DPYD deficiency is a clinically heterogeneous disorder. Patients with a nearly complete enzyme defect often show convulsive disorders, motor retardation and mental retardation. The frequency of a homozygous defect in DPYD gene is estimated to be 1:10.000 in most populations. Individuals with enzymatic activities in the heterozygous range can experience acute 5-fluorouracil toxicity when they receive 5-fluorouracil treatment. The number of individuals that have only one intact copy of the DPYD gene might be as high as 3%. It is estimated that 0.5% of colorectal cancer patients that receive 5-fluorouracil treatment die from adverse drug reactions.

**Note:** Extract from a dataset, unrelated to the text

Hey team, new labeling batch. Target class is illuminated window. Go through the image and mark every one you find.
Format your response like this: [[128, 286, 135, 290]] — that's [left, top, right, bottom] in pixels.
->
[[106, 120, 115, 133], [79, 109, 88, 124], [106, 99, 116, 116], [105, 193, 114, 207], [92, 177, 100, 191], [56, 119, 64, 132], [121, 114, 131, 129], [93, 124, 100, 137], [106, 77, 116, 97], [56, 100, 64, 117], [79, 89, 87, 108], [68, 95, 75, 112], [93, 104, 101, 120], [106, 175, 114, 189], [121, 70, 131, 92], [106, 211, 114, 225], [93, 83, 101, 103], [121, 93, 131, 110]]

The DPYD gene is one of the longest human genes. It is located on chromosome 1p22 and comprises 23 exons that span 842 kb of genomic DNA. DPYD defects due to gene rearrangements could be a frequent cause of DPYD deficiency. SALSA MLPA probes are present for all of the 23 exons. In view of the large size of the introns, two probes are present for 12 of the exons. Three probes are present for exon 1. Also present is a probe specific for the IVS14+1G>A mutation which leads to the skipping of exon 14 in the process of DPYD pre-mRNA splicing. This MLPA kit can not be used for the detection of DPYD promoter methylation which also might be a frequent cause of 5-fluorouracil toxicity.
This MLPA kit is designed to detect deletions/duplications of one or more exons of the DPYD gene. Deletions of probe recognition sequences will be apparent by a 35-50% reduced relative peak area of the amplification product of that probe. However, mutations/polymorphisms very close to the probe ligation site may also result in a reduced relative peak area. Apparent deletions of a single exon therefore always require confirmation by other methods. We have no information on what percentage of defects in these genes is caused by deletions/duplications of complete exons. Please note that most defects in these genes are expected to be small (point) mutations, most of which will not be detected by this MLPA test.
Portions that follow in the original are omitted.